Еще со времени первого визита в Вену весной 1906 года эти довольно смутные мысли обрели конкретную форму в голове Адольфа. Он, посвятивший жизнь искусству, мог развить свои таланты только в Вене, так как в этом городе были сконцентрированы его самые выдающиеся достижения во всех областях. Во время своего первого, короткого пребывания в Вене он уже побывал в Венской придворной опере и видел «Летучего голландца», «Тристана» и «Лоэнгрина». По этим стандартам постановки в Земельном театре Линца казались провинциальными и слабыми. В Вене молодого человека ждал Бургтеатр с его классическими постановками. Там также был Венский филармонический оркестр, который по справедливости считался тогда самым лучшим в мире. Музеи с их неизмеримыми сокровищами, картинные галереи и придворная библиотека предоставляли бесконечные возможности для учебы и самосовершенствования.

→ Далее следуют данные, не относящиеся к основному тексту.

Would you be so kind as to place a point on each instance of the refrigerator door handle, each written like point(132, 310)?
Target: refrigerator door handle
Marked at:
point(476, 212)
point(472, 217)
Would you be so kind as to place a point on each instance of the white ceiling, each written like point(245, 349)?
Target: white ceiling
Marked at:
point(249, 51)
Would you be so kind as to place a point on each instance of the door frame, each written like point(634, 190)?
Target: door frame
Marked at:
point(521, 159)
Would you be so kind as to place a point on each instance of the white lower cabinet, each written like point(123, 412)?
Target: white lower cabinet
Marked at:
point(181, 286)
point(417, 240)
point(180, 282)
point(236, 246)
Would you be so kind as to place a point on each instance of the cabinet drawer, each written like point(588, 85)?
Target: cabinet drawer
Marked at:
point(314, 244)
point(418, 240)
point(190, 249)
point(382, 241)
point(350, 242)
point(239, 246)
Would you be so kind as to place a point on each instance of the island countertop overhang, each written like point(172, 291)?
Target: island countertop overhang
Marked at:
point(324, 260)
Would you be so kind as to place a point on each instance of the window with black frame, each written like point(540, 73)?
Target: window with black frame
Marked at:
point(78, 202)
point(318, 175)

Линц больше ничего не мог предложить Адольфу. Реконструкцию, которую следовало произвести в городе, он уже произвел – мысленно, – и не осталось никаких крупных, заманчивых проблем, которые он мог бы решить. А я всегда был там, чтобы сообщать о дальнейших изменениях в городе, таких как появление на главной площади нового здания банка Верхней Австрии и Зальцбурга или проект нового театра. Но он хотел смотреть на более грандиозные объекты: на великолепные здания в центре Вены, на огромную, поистине имперскую планировку Рингштрассе, а не на скромную маленькую Ландштрассе в Линце. Более того, его растущий интерес к политике не находил выхода в консервативном Линце, где политическая жизнь текла по четко определенному руслу. Не происходило абсолютно ничего, что могло бы представлять хоть какой-то политический интерес для молодого человека; не было ни напряженности, ни конфликта, ни беспорядков. Было большим приключением перебраться из этого безмятежного спокойствия в центр бури. Все силы государства Габсбургов были сконцентрированы в Вене. Тридцать народов вели борьбу за существование и независимость и тем самым создавали обстановку, как на вулкане. Как же будет ликовать юное сердце, бросившись безоглядно в эту борьбу!